HSBC Fixed Rates
Four major banks are cutting showcase fixed rate mortgage deals to build market share and lock-in property buyers before the next cut in base rates.
HSBC, Bank of Queensland, National Australia Bank and Australia and New Zealand Banking Group are alerting mortgage brokers, who account for more than half of recommendations, about the new deals.
Smaller lenders, such as Newcastle Permanent, are also attempting to build market by announcing even lower rates and not charging any extra to investors, which most majors have done in a bid to dampen over-heating markets.

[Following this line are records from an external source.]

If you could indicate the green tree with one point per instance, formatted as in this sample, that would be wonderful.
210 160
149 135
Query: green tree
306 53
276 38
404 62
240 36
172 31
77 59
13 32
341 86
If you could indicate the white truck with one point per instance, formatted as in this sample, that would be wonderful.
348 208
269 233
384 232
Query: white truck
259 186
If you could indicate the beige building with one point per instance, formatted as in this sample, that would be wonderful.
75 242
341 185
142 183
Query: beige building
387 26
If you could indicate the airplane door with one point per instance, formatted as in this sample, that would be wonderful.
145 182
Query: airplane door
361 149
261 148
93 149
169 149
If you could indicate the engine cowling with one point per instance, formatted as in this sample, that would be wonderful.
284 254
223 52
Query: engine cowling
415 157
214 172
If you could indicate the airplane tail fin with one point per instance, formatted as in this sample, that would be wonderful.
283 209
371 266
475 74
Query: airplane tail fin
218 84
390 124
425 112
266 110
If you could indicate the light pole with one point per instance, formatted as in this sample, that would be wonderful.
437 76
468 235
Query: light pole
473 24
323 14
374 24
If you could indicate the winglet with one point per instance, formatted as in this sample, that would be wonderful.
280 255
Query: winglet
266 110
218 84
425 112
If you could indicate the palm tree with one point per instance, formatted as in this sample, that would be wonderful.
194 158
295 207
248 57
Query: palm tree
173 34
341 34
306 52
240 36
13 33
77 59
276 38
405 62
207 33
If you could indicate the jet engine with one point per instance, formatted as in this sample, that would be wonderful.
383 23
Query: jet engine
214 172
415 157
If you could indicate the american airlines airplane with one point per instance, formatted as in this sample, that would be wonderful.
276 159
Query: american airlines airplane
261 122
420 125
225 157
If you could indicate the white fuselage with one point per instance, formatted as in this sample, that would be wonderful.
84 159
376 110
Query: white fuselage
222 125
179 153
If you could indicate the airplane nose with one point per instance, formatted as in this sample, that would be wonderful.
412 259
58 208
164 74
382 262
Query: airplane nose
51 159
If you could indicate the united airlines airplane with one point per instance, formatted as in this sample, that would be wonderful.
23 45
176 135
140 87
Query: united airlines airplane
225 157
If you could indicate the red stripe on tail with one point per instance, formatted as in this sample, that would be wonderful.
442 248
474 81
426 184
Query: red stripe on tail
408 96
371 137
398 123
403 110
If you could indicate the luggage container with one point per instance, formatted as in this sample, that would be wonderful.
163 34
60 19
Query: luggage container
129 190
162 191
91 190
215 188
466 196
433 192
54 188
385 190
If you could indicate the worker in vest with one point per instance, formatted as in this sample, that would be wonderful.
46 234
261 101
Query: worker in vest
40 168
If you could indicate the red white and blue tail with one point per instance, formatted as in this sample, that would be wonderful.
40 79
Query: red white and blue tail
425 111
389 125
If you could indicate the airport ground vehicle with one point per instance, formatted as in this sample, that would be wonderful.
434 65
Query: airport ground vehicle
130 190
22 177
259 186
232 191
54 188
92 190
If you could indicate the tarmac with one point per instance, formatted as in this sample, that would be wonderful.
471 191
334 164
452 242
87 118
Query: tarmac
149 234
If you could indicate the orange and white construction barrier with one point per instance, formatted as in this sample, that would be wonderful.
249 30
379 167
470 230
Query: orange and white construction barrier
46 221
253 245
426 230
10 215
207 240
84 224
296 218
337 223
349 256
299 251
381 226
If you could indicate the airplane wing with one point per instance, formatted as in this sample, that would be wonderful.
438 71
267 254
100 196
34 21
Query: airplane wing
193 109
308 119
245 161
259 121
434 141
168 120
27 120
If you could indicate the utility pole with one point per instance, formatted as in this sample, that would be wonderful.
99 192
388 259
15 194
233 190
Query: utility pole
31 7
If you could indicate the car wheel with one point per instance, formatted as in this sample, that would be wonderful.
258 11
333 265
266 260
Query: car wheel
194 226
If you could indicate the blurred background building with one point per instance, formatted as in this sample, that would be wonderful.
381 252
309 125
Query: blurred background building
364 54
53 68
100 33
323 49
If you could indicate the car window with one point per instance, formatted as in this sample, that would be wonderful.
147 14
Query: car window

Other lenders are expected to quickly follow because high levels of household debt mean lenders are increasingly switching to cheaper deals.Expensive yes, doubled? No. Erin Jonasson
It also follows Australian Prudential Regulation Authority confirming it was maintaining the 10 per cent limit on growth in loans to investors that was introduced to prevent the market overheating.
Lenders are competing for the lucrative fixed term borrowers, typically for two and three year terms, according to Canstar, which monitors rates, fees and conditions.
For example, only one-in-three monitoring Canstar's data base are reviewing variable rates, it claims.
Most popular deals
Three-year rates are the most popular, accounting for one-fifth of searches, followed by two year.
Borrowers are increasingly churning their mortgages, which means finding a better deal.
Martin North, principal of Digital Finance Analytics, which provides analysis for banks and financial services companies, said lender are also locking in at current funding rates.
Lending growth remains strong around 7 per cent, well above income growth that remains static, or falling, according to Mr North.
"Strong housing sector growth may limit the Reserve Bank of Australia's ability to cut the cash rate, unless tighter macro-prudential measures are imposed, " he said.
About 27 percent of lenders' mortgage books have been churned in the past 12 months, compared to 35 per cent in New Zealand.
Others, such as BankWest, have also pulled special offers. That creates an opportunity for competitors to build market share and offset potential loss of business following the crackdown on lending to foreigners.
Canstar group executive Steve Mickenbecker said: The big banks have placed a lot of bond issues recently and perhaps they are currently well-funded at those maturities; they may also be locking in some growth in the event that investment lending falls over the next couple of years. Irrespective, these interest rate movements will surely force others to stay competitive in this space. It will be interesting to track further movements over the next month or two.
In the latest round of cuts, ANZ has slashed its owner-occupier two year fixed rate by 45 basis points from 4.59 per cent to 4.14 per cent.